My high school friend, Andrew Cohen, once played guitar on stage at an Ann Arbor Huron talent show dressed in a space suit. On stage with him were two other friends of mine, Jamall and Zack, who rapped over Cohen and a drummer’s beat while donning back masks over their faces, anonymous style. When they were done everyone went crazy and they threw demo tapes in the crowd before administrators started confiscating them and escorted them off the stage.

Jamall (Buff-1) and Zack (Trey/Logic/?) went on to form Athletic Mic League along with Mike (Grand Cee), Kendal (14KT), and brothers Wes and Vaughn (can’t remember their rap names). They were sweet, putting out a few albums, including their last CD, “Sweats and Kicks”, (and their 12″ EP) which we have for sale at our store.

In addition to their lyrical style and masterful blend of five unique voices, what made AML good was how they incorporated a blend of retro yet futuristic soul into their music. And one of the masterminds behind that was their DJ, Cohen, aka DJ Haircut.

After AML split up, Haircut split to LA, teaming up with ex-Funktelligence members Jackson and IX Lives to form a new group called Now On. Haircut continued to explore his musical interests, digging heavily into soul, disco and funk. I’ve sort of kept track of where everyone is - I have another childhood friend, Topher Mohr, who also was in Funktelligence and then went out to New York to pursue a solo career and is doing well. On a side note, I have Funktelligence’s old demo tape with tracks “Similies” and “For Your Soul” that I’ve been meaning to post and write about - maybe I will soon.

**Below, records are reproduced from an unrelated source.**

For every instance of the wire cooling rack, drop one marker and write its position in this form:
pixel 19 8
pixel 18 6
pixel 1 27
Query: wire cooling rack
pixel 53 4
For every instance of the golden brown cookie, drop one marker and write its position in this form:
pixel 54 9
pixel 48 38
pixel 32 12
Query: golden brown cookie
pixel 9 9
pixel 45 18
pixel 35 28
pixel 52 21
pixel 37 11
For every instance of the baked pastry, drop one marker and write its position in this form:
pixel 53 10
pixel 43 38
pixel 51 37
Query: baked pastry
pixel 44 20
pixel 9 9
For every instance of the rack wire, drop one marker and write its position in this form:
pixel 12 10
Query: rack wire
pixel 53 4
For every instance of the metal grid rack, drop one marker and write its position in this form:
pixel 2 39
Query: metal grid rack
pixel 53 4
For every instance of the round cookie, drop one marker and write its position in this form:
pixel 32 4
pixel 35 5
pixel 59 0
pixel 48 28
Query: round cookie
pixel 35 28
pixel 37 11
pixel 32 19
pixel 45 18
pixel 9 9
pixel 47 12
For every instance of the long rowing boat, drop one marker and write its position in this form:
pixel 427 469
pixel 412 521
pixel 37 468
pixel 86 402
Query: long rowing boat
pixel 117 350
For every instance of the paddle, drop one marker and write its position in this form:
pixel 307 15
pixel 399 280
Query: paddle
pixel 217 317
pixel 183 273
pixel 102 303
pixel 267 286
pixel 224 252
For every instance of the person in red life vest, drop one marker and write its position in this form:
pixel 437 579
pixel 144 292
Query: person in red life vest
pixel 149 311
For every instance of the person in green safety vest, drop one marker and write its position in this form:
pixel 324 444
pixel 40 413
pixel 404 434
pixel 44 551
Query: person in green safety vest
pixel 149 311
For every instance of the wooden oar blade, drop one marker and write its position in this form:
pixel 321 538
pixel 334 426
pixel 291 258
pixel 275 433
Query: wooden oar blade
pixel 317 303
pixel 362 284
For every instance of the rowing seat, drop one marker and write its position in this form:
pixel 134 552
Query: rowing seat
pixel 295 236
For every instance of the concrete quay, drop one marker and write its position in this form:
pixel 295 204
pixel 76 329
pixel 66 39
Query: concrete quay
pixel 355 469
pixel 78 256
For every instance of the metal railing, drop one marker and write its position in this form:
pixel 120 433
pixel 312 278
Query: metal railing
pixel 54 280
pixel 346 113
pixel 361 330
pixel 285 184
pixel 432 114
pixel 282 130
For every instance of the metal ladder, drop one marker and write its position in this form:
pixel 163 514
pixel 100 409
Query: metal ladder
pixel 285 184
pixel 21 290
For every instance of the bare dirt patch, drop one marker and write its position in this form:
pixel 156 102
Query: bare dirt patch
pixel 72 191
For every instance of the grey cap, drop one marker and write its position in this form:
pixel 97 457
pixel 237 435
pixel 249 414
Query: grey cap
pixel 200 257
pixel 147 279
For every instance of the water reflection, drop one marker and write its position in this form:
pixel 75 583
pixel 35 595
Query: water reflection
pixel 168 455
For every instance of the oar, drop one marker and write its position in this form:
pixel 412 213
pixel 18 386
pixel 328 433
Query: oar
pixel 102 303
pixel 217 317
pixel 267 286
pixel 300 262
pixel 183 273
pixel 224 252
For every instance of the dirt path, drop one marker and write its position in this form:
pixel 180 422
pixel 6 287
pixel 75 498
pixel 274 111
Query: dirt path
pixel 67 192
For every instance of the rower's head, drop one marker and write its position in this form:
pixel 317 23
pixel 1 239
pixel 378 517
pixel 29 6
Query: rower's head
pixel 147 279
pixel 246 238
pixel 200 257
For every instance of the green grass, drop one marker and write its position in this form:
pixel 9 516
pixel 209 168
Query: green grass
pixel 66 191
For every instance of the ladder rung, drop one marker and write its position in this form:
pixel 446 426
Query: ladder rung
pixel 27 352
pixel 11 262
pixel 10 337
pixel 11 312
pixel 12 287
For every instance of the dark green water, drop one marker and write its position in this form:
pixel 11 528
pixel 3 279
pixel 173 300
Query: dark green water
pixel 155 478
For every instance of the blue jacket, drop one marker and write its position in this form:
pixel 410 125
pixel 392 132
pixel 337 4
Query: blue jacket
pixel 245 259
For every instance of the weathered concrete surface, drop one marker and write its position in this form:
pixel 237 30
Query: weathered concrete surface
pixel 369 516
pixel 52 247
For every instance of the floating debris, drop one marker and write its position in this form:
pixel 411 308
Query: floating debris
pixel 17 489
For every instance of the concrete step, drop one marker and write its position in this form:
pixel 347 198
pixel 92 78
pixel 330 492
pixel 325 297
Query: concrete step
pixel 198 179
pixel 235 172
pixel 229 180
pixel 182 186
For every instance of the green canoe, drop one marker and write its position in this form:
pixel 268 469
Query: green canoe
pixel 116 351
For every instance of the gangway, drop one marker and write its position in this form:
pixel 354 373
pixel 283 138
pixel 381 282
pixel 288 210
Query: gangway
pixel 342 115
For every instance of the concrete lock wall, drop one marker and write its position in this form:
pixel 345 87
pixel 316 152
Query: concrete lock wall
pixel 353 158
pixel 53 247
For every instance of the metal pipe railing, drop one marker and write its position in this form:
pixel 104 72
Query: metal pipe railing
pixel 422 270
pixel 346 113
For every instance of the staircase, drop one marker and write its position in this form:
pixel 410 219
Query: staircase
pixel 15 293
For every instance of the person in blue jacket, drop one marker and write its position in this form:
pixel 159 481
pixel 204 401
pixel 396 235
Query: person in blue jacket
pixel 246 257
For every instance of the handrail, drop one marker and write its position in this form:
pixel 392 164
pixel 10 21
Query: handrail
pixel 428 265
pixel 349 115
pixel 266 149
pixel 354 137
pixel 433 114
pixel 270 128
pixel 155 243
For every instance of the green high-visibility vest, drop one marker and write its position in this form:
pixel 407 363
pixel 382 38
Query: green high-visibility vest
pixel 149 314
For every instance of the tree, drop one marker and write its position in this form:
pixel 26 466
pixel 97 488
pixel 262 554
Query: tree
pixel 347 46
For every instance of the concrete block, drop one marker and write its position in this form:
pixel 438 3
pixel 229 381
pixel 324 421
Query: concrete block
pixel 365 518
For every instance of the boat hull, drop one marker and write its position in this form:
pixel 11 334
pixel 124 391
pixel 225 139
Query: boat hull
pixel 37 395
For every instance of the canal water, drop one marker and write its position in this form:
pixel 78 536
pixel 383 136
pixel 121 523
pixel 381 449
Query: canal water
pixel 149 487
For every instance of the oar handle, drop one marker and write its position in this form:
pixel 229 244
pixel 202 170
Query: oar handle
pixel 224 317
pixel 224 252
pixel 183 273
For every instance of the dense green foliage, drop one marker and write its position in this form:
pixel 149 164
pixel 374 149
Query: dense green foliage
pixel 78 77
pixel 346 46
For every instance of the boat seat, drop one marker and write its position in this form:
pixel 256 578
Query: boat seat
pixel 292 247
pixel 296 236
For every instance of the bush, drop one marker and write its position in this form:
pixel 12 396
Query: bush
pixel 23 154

So, I just got an email from my mom who sent me a review by the New York Times on a solo album called “A Strange Arrangement” by Cohen, who is now evolved into a soul singer called Mayer Hawthorn:

MAYER HAWTHORNE

“A Strange Arrangement”

(Stones Throw)

Mayer Hawthorne’s debut album, “A Strange Arrangement,” breezes by in a torrent of reference points: doo-wop and quiet-storm R&B, a Philly-soul horn section, Funk Brothers bass lines and drumming, the dignified and elegantly rendered heartbreak that was the text of soul music’s late 1960s and early ’70s glory period. And like most great, faithful admirers Mr. Hawthorne, 30, arrives from outside: born Andrew Cohen and raised in Ann Arbor, Mich., Mr. Hawthorne is white, and before winding down nostalgia lane, he was a hip-hop D.J. His early recordings in this style, he’s said in interviews, were “a joke.”

Whether that was shoulder-shrugging apology or self-deprecating understatement isn’t clear, but on “A Strange Arrangement” Mr. Hawthorne is deadly serious. He’s an able singer, a gifted mimic and an arranger of astonishing precision. Working largely alone in his Los Angeles studio, he’s pieced together some stunning simulacra — not just in lyric and sound, which are unremittingly loyal to the classic soul that serves as his template, but also in tone. Most songs here emerge through fog, slightly distant and slightly obscured.

The feelings are lucid, though, on these knowing nuggets of heartbreak. On “I Wish It Would Rain,” Mr. Hawthorne bleats, “Well, I wish that it would rain/It would be a great disguise/Maybe then you wouldn’t see the teardrops in my ey-ey-eyes.”

But mostly it’s Mr. Hawthorne’s music that does the emoting. By layering his naïve vocals and harmonizing with himself, he conjures a forceful richness, but when it’s just his unadorned voice, aching its way through a melody with audible strain — say, at the top of “Shiny & New,” where he slithers in and out of the correct pitch as if drunk — his structure begins to collapse. Those moments, with the seams showing, are the only ones that leave the impression that, for all of Mr. Hawthorne’s careful work, this may be just a stunt after all.

JON CARAMANICA

You can also check out Mayer Hawthorne in this video, playing with the band “The County”, featuring the aforementioned Topher Mohr. Cohen just has a geat sense of humor, evident in his sweater and tie, and proclamations of him being a “dapper gentlemen”. His album, though, looks serious as well as potentially very good. Hawthorne comments in the video that he remains deeply influenced by hip hop with this Motown influenced album, and that it’s “equal parts J Dilla and Smokey Robinson”.

You can check out his label profile page here, which also links to a page to buy the album (also available on vinyl!).

Cheers, Andrew Cohen/DJ Haircut/Mayer Hawthorne. If you’re reading this, Geoff Anderson hopes you continue to make it. If you want someone to pimp the album back home, send me one :).